The evolution of the political system in ancient Greece was closely mimicked by the evolution of war itself. When most people think of ancient Greece they think of their philosophy, theater, democracy, the hoplite soldier and so on. What most don’t realize, however, is this view of ancient Greece only applies to a certain period: the Classical Age of Greece. The Classical Age is when Greek influence truly began to spread along with Greek culture. Greek warfare became focused around the hoplite and phalanx formation. Athens dominated the sea with their navy and Sparta dominated the land with their unstoppable army.
Before this age could develop, however, Greece went through the Archaic Age. This is the age of heroes and kings. Battles were hundreds or thousands of individual duels and nobles became known throughout the land for their battle prowess. Achilles and Hector, Ajax, and Odysseus were all heroes of the Archaic Age where they gained great prestige through their skill in battle or cunning and intelligence. There was no such thing as democracy. Kings and nobles ruled. As only the kings and nobles could afford the best armor and have the leisure time to train, it was these men that stood out in war. All things change with time though. A new kind of soldier and warfare emerged that would dramatically alter the course of Greek history and, arguably, the world.
Marble Bust of Odysseus, 2nd c BC
The hoplite developed as the common soldier and helped usher in the Classical Age of Greece. A hero of ancient Greece may be powerful but a wall of men, each protecting each other with their shields, could present a great warrior with no opening to attack. Over time, the method of war composed of noble duels and nameless grunts gave way to the hoplite and phalanx. During battle, each man in a phalanx was equally prepared to give his life and face the dangers of war to protect his family and home. As a result of this, each man began to see himself as equal outside of war as well. Nobles and kings could no longer claim the glory as they no longer contributed to battles. The common man grew in status and equality and over time, the concept of democracy was born.
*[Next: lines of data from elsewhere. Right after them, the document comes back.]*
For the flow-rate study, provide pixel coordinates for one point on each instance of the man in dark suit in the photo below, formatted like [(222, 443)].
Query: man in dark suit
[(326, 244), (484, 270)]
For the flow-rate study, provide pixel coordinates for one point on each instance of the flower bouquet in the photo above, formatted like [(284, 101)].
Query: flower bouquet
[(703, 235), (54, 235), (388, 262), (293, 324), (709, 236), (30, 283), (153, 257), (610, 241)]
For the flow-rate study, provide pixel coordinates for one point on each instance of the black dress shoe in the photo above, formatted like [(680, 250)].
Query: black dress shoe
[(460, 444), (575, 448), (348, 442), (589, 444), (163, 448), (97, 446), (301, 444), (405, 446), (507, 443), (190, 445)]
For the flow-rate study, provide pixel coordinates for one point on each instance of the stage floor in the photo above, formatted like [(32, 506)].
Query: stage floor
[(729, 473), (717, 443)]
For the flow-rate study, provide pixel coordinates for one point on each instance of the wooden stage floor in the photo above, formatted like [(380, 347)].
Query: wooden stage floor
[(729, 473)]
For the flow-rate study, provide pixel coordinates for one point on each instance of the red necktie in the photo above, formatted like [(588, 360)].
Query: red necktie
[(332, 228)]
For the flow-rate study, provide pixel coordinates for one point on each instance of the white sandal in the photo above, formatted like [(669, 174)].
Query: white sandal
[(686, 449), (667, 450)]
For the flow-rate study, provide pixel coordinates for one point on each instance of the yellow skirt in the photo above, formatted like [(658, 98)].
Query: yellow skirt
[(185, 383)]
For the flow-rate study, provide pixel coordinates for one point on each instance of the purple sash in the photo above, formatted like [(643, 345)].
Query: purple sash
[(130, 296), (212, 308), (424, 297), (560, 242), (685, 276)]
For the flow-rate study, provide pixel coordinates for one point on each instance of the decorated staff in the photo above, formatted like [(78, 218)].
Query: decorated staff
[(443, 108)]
Not only was the phalanx and armored hoplite able to defend Greece from Persian invasions, but, with the development of democracy and more equal status to everyone (at least to free men who owned property), the culture of Greece was able to bloom and prosper along with the cities of Greece. Sparta, however, was left behind in this bloom of culture. Ever traditional, Spartan law forbade all Spartan males from any profession other than that of war. This enabled Sparta to become incredibly powerful and influential on the field of battle and in Greek politics for a while but left them severely lacking in any developments of culture. As time went on and tactics evolved along with technology, Sparta’s rigid structure became its downfall. Once it no longer had the military power to dominate Greece, its influence drastically fell and, eventually, so did the city itself.
Ancient Greek phalanx formation A. Peltasts B. Hoplites C. Cavalry
The phalanx was the most powerful fighting formation in the world for several hundred years. When Philip II of Macedon and Alexander the Great upgraded and rearranged the phalanx it was able to help bring down the largest ancient civilization in existence, Persia. This opened up both Greece and the Middle East to each other and much of the known world, forever altering the cultures and civilizations of the peoples affected. Just like Sparta’s rigidness, however, the phalanx’s lack of ability to adapt became its downfall. Like much of the Mediterranean world, Greece was eventually conquered by the Romans whose highly flexible and adaptable battle formations defeated the rigid Greek formations. Greek culture, however, was so influential and advanced that the Romans incorporated most of it into their own culture and civilization. Over a thousand years later, Greek and Roman culture became the catalyst that propelled Europe out of the Dark Ages and into the Renaissance.